Compreensível. Os anos cinquenta não foram tão dourados assim. A educação era repressora, e nós, crianças, tínhamos que segurar a onda, porque a distância entre pais e filhos era grande e não permitia diálogo, muito menos desabafos ou confidências.

Abrindo o baú do passado distante, encontrei lá, no fundo, uma passagem de quando eu tinha seis anos e repetia que a Primeira Comunhão era o evento mais feliz da minha vida. Sendo tão feliz, o episódio merece ser contado…

A história aconteceu na “capital” – Santa Tereza – onde as crianças do interior se deslocavam uma semana antes para a preparação, que incluía o exame do catecismo, a confissão e o ensaio geral para o grande evento. Quanto a mim, pude também saborear, pela primeira vez, picolés industrializados. Com cinco cruzeiros na mochila, comprei um por dia, para inveja das coleguinhas.

Então, a cerimônia religiosa ia começar. Todas as meninas vestiam o seu traje branco, com véu e grinalda, parecendo noivas em miniatura.
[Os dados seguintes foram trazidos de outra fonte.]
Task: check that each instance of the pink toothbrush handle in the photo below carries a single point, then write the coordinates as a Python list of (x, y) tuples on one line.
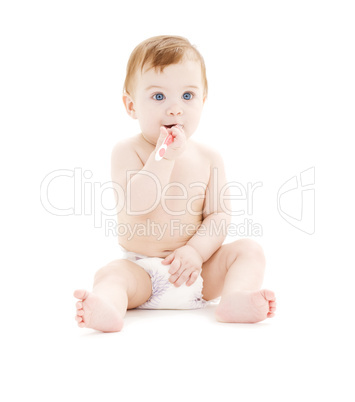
[(162, 149)]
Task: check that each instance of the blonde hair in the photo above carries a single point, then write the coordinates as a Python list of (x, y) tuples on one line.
[(159, 52)]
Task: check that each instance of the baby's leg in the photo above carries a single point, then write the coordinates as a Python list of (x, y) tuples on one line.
[(118, 286), (236, 272)]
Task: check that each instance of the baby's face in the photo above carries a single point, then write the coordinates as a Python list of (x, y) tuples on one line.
[(174, 96)]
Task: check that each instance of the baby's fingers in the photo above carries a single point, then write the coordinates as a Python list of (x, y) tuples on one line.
[(175, 266)]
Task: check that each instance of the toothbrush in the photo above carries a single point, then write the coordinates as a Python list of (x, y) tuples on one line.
[(162, 149)]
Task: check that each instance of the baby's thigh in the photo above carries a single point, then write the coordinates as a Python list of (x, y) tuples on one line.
[(215, 269), (134, 277)]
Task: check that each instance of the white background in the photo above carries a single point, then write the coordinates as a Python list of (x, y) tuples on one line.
[(281, 101)]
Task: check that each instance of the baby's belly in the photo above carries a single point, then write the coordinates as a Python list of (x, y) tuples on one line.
[(157, 237)]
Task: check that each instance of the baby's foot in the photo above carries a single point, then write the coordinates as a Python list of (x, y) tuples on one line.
[(95, 312), (246, 306)]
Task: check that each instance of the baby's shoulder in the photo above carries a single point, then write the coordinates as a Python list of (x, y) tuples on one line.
[(207, 152)]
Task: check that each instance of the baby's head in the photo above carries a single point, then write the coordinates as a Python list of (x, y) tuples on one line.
[(165, 85), (159, 52)]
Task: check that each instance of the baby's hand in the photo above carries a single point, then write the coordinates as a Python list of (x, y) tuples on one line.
[(186, 265), (178, 146)]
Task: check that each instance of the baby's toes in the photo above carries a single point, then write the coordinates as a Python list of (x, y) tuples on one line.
[(272, 306)]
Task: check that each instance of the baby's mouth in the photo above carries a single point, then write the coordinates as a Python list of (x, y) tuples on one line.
[(173, 125)]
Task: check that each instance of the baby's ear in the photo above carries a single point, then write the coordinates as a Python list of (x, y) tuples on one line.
[(129, 105)]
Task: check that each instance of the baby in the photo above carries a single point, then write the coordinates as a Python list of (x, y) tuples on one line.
[(176, 209)]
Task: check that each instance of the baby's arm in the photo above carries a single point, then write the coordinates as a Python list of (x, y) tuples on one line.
[(142, 181), (186, 261), (144, 184)]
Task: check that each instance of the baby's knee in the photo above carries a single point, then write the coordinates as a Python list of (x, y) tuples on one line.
[(248, 247)]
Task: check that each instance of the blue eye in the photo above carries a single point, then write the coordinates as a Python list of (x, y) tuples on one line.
[(158, 96)]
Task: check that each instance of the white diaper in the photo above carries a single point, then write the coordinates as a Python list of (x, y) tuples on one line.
[(164, 294)]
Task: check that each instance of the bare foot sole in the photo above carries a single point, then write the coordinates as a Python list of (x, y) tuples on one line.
[(247, 306), (95, 312)]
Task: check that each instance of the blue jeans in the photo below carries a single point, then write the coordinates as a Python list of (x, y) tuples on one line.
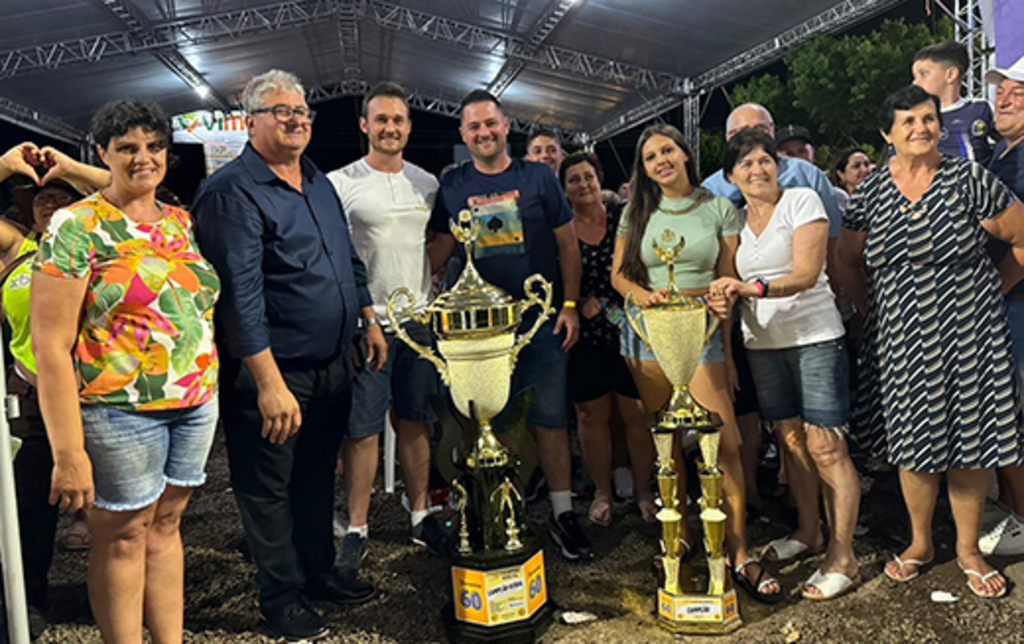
[(811, 382), (135, 455)]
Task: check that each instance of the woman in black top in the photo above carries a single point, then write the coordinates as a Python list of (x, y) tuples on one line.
[(599, 380)]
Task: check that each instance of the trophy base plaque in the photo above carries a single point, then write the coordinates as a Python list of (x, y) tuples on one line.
[(693, 611), (499, 596)]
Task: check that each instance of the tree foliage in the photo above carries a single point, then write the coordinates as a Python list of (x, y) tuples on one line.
[(834, 85)]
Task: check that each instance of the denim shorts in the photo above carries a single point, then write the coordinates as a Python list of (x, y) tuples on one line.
[(135, 455), (633, 347), (811, 382), (407, 381), (544, 366)]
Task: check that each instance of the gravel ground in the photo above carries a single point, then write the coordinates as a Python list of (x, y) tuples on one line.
[(619, 587)]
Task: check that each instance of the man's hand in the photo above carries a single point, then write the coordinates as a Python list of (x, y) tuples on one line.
[(20, 159), (71, 483), (569, 320), (590, 307), (376, 347), (281, 412)]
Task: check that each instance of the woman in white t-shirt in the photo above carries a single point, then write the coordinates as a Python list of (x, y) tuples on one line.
[(794, 336)]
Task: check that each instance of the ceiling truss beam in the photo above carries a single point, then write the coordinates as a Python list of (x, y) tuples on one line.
[(837, 17), (542, 29), (171, 57), (431, 102), (38, 122)]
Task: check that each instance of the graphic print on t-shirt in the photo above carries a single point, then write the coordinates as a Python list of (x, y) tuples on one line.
[(501, 224)]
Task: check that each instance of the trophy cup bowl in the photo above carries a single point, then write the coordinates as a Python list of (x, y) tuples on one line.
[(677, 329), (498, 575)]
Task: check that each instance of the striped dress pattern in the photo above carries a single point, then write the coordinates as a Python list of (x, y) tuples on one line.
[(937, 387)]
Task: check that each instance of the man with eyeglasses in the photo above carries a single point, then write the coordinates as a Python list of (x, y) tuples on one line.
[(1006, 538), (293, 290)]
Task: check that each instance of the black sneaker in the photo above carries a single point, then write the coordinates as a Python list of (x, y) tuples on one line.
[(297, 621), (431, 535), (340, 589), (353, 551), (565, 531)]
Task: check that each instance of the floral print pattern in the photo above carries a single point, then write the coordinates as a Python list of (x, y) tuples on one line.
[(145, 341)]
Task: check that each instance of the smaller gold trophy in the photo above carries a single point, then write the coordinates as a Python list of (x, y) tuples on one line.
[(677, 330)]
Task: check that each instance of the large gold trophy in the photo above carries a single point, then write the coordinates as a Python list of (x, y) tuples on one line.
[(498, 580), (677, 330)]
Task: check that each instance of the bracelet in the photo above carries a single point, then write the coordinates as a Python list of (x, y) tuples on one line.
[(762, 286)]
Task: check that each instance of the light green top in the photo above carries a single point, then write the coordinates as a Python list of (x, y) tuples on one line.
[(15, 306), (701, 220)]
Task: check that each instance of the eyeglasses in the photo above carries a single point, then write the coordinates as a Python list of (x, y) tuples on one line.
[(284, 114), (764, 127), (59, 199)]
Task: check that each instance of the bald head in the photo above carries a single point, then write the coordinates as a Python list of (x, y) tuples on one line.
[(750, 115)]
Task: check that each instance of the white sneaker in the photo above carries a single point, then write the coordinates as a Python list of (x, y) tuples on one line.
[(1006, 539)]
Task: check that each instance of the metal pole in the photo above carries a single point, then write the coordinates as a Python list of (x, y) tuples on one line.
[(10, 543)]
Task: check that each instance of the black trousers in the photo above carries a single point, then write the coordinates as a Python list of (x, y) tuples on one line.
[(286, 492), (33, 469)]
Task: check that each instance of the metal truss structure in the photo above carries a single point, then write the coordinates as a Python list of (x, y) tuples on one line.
[(436, 28), (968, 31), (542, 29), (38, 122), (431, 102), (667, 91), (842, 15), (172, 58)]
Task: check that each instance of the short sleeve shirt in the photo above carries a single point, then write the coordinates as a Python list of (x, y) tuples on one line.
[(518, 211), (700, 220), (146, 335), (966, 127), (801, 319)]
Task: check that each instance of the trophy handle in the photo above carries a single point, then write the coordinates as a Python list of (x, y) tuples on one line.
[(634, 319), (394, 315), (713, 326), (544, 301)]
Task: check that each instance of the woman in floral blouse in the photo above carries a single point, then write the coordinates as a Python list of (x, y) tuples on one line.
[(122, 327)]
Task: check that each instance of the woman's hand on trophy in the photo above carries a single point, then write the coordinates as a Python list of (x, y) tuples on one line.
[(591, 307), (657, 296)]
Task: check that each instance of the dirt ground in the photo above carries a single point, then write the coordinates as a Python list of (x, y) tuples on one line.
[(619, 587)]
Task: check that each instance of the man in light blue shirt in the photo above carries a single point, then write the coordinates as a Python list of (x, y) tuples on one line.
[(792, 172)]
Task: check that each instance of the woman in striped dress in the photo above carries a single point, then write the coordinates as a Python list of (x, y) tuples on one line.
[(937, 391)]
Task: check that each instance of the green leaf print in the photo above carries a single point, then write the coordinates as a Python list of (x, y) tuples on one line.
[(179, 308), (151, 387), (108, 297), (117, 229), (71, 249)]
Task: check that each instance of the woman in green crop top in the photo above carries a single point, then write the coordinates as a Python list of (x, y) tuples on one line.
[(667, 196), (18, 241)]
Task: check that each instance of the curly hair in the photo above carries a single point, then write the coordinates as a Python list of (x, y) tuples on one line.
[(120, 117)]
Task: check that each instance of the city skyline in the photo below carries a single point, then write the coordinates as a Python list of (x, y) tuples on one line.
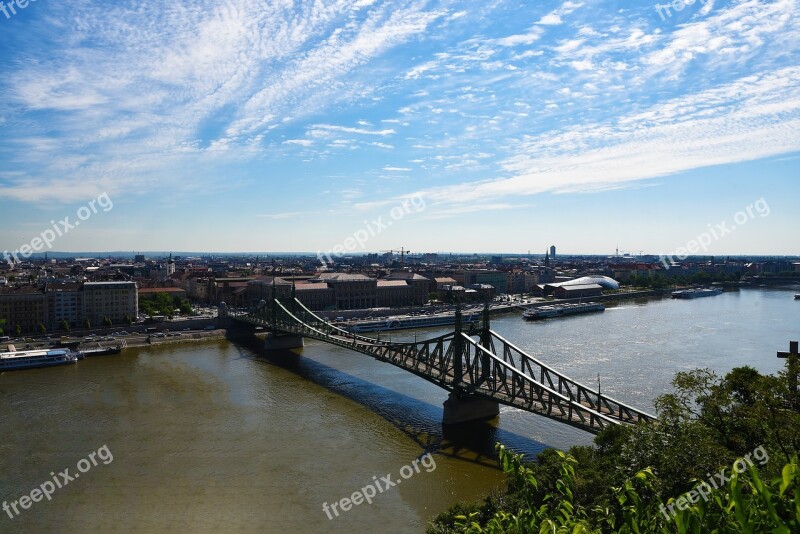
[(498, 128)]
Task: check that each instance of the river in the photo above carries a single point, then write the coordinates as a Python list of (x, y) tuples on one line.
[(216, 436)]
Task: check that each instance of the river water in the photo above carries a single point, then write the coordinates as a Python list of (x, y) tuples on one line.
[(219, 437)]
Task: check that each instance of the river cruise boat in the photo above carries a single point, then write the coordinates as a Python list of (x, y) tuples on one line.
[(30, 359), (407, 323), (561, 310), (696, 293)]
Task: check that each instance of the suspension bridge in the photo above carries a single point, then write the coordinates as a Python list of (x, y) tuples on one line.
[(480, 368)]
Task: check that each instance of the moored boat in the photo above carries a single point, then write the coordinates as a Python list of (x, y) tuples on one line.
[(696, 293), (30, 359), (561, 310)]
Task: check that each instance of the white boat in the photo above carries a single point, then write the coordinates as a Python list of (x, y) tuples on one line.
[(406, 323), (561, 310), (696, 293), (30, 359)]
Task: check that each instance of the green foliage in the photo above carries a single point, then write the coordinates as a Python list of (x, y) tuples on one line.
[(164, 304), (630, 478), (745, 504)]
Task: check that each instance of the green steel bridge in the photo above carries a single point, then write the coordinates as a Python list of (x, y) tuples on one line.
[(473, 365)]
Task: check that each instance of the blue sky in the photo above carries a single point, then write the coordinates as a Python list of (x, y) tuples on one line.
[(292, 125)]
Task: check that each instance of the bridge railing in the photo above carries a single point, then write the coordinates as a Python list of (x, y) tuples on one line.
[(505, 382), (509, 376), (571, 388)]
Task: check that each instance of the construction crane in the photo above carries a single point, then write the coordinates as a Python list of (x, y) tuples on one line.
[(402, 252)]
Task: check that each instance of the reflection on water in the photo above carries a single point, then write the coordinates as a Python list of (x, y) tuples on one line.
[(221, 437)]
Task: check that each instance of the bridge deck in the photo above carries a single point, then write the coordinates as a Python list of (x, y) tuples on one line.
[(488, 366)]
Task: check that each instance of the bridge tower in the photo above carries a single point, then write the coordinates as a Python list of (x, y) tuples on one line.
[(274, 340), (462, 406)]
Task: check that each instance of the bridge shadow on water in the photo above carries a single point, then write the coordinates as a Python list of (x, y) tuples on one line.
[(417, 419)]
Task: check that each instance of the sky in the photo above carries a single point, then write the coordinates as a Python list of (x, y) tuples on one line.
[(435, 126)]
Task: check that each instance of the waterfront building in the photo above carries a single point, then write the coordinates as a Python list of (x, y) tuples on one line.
[(578, 291), (22, 306), (115, 300), (495, 278), (394, 293), (351, 291), (64, 303), (315, 296), (418, 284)]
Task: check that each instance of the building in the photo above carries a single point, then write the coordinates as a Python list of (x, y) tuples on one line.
[(64, 303), (420, 287), (394, 293), (578, 291), (521, 281), (351, 291), (116, 301), (498, 279), (149, 293), (316, 296), (261, 289), (23, 307)]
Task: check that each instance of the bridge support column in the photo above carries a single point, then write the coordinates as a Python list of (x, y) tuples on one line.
[(467, 408), (273, 342)]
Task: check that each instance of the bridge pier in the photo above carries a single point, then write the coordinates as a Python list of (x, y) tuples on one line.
[(282, 342), (468, 408)]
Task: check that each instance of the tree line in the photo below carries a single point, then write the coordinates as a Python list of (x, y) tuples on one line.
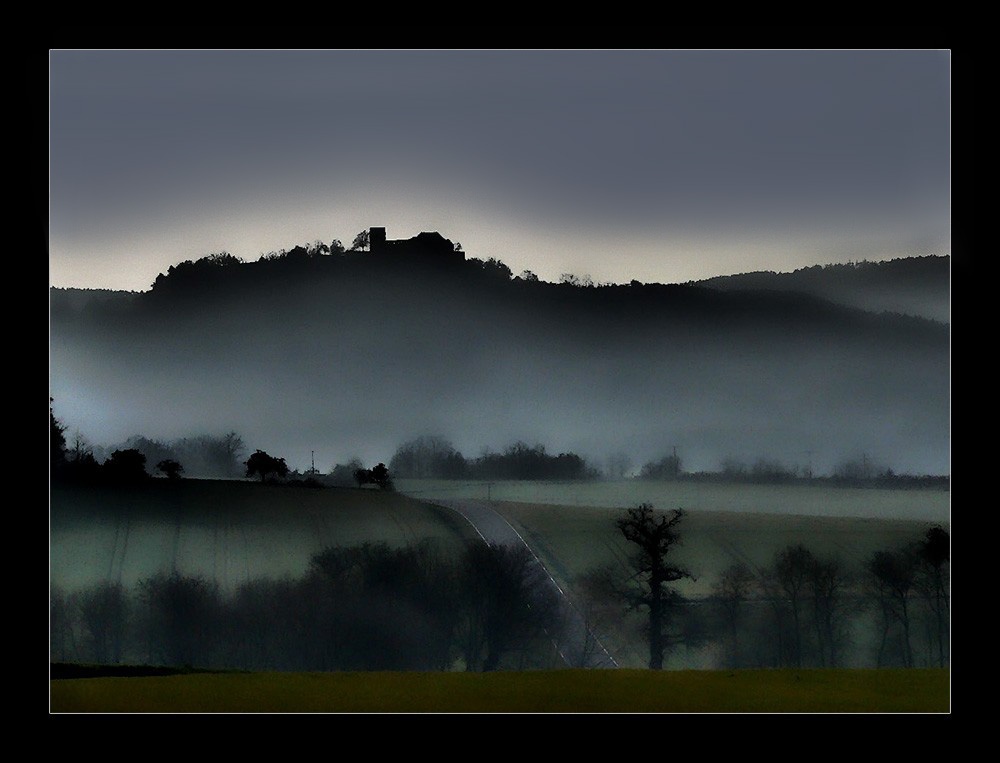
[(434, 457)]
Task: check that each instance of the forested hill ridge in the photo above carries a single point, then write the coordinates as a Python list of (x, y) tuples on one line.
[(350, 353), (918, 286)]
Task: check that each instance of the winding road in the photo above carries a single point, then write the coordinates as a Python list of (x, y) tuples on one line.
[(577, 644)]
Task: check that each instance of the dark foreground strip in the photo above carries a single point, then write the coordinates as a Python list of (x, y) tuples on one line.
[(59, 670)]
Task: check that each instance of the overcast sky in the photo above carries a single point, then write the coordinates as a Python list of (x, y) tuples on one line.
[(655, 165)]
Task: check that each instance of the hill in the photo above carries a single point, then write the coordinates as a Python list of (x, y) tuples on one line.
[(919, 286)]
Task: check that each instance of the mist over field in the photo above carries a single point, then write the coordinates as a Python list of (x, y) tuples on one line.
[(355, 358)]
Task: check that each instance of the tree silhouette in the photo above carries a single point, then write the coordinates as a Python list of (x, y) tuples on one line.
[(126, 466), (380, 476), (935, 552), (892, 575), (263, 464), (654, 536), (57, 444)]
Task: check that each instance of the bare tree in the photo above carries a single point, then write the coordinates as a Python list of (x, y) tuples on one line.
[(732, 591), (892, 575), (935, 554), (654, 535), (791, 572)]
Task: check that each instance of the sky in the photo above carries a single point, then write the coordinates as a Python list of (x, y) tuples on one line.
[(652, 165)]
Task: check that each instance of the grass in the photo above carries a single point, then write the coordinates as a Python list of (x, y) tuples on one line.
[(564, 691), (807, 500), (572, 540)]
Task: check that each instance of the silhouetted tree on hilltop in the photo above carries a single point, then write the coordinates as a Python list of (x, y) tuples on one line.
[(264, 464), (170, 468)]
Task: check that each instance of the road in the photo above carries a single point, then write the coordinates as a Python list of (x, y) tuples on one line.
[(577, 645)]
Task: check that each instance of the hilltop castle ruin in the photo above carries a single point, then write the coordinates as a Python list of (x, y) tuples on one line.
[(428, 247)]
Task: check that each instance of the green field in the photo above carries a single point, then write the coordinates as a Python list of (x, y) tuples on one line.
[(565, 691), (226, 531), (821, 501), (572, 539)]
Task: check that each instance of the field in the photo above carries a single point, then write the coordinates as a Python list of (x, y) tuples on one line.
[(226, 531), (565, 691), (572, 540), (923, 505), (231, 532)]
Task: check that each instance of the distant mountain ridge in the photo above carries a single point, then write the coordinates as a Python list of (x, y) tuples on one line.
[(916, 286), (919, 286)]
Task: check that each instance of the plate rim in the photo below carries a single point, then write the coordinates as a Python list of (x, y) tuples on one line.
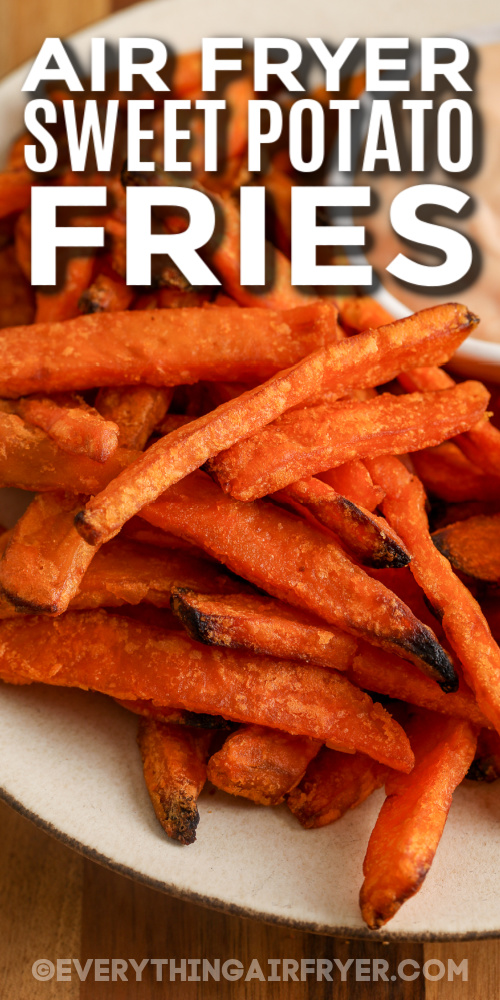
[(384, 935)]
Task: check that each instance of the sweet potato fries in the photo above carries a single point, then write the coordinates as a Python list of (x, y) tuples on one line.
[(264, 522)]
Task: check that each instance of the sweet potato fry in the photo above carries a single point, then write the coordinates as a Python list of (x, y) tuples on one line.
[(463, 622), (261, 764), (30, 460), (175, 769), (42, 569), (315, 439), (136, 409), (106, 294), (409, 827), (486, 764), (15, 191), (473, 546), (297, 564), (172, 422), (45, 559), (126, 572), (481, 444), (263, 625), (174, 716), (333, 783), (62, 304), (127, 660), (160, 347), (369, 537), (364, 360), (353, 481), (16, 295), (377, 670), (138, 530), (74, 426), (449, 475)]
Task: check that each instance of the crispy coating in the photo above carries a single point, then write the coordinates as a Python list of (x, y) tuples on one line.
[(315, 439), (362, 361), (263, 625), (45, 559), (174, 761), (136, 409), (298, 564), (481, 444), (128, 660), (450, 475), (377, 670), (369, 537), (464, 624), (486, 763), (30, 460), (55, 306), (333, 783), (75, 427), (159, 347), (473, 546), (409, 827), (174, 716), (261, 764), (354, 482), (45, 566)]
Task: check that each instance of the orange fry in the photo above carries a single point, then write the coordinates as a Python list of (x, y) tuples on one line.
[(261, 764), (159, 347), (173, 670), (409, 827), (136, 409), (42, 569), (174, 761), (354, 482), (297, 564), (481, 444), (74, 426), (263, 625), (30, 460), (315, 439), (173, 716), (447, 473), (473, 546), (369, 537), (463, 622), (333, 783), (62, 304), (364, 360)]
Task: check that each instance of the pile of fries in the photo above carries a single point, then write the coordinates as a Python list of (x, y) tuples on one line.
[(229, 531)]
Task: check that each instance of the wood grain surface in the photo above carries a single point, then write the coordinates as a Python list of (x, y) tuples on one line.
[(56, 904)]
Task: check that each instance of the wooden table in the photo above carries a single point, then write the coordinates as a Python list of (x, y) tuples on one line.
[(56, 904)]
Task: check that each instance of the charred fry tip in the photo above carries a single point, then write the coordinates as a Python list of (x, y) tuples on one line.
[(87, 532), (204, 721), (424, 645), (25, 607), (197, 625)]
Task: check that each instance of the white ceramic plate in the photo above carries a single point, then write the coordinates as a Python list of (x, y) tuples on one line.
[(69, 761)]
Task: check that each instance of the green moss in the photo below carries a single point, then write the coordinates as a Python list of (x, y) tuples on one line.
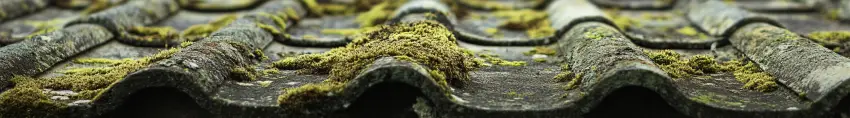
[(429, 43), (536, 23), (494, 59), (755, 79), (305, 95), (151, 34), (833, 14), (343, 32), (540, 50), (100, 61), (28, 99), (97, 5), (749, 74), (687, 30), (830, 37), (195, 32), (271, 71)]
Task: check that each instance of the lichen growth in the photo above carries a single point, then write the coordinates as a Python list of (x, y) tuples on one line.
[(535, 23), (494, 59), (748, 73), (830, 37), (27, 97), (540, 50), (195, 32), (44, 27), (427, 42), (151, 34)]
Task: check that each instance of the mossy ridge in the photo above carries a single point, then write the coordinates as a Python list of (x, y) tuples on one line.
[(428, 42), (535, 23), (44, 27), (28, 99), (154, 34), (425, 42), (830, 37), (748, 73)]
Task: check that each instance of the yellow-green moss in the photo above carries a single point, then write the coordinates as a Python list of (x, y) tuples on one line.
[(308, 94), (753, 77), (243, 73), (97, 5), (494, 59), (198, 31), (830, 37), (151, 34), (28, 99), (44, 27), (536, 23), (540, 50), (428, 42), (100, 61)]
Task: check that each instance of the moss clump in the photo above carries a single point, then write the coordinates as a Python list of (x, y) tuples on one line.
[(494, 59), (573, 79), (830, 37), (540, 50), (27, 98), (536, 23), (753, 77), (44, 27), (195, 32), (97, 5), (151, 34), (428, 43), (300, 97)]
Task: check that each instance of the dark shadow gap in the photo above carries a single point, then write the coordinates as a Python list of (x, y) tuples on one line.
[(842, 110), (634, 102), (160, 102), (386, 100)]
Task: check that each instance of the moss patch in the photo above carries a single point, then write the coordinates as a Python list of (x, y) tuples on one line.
[(830, 37), (753, 77), (535, 23), (27, 98), (428, 43)]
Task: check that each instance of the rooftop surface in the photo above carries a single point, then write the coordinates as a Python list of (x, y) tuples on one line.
[(424, 58)]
Estava tudo muito bom até chegar uma princesinha morena cujo nome também era régio, com tiara brilhante sobre os cabelos cacheados e um vestido de tirar o fôlego. Deslumbradas, fizemos um círculo em torno dela, que rodopiava para mostrar o movimento das saias. Um conto de fadas real que nos mostrou o lado em que estávamos: o da plebe.

Já na Igreja, a cerimônia foi cansativa, confusa e demorada, tipo as sessões de julgamento do Supremo. Lá pelas tantas, a fisiologia começou a se impor. Bexiga cheia, e o blá-blá-blá do bispo que não tinha fim. Deletei as particularidades – possivelmente estejam na nuvem, e só uma busca especializada seria capaz de resgatá-las – mas a imagem da “menininha” continua gravada no meu disco cerebral. Não conseguindo se segurar, “ela” deu início a um vazamento silencioso, encoberto pelo vestido longo. Felizmente o calor intenso ajudou a secar a pocinha formada junto aos pés, antes mesmo de terminar o rito.

E então, não foi um dia de extrema felicidade?!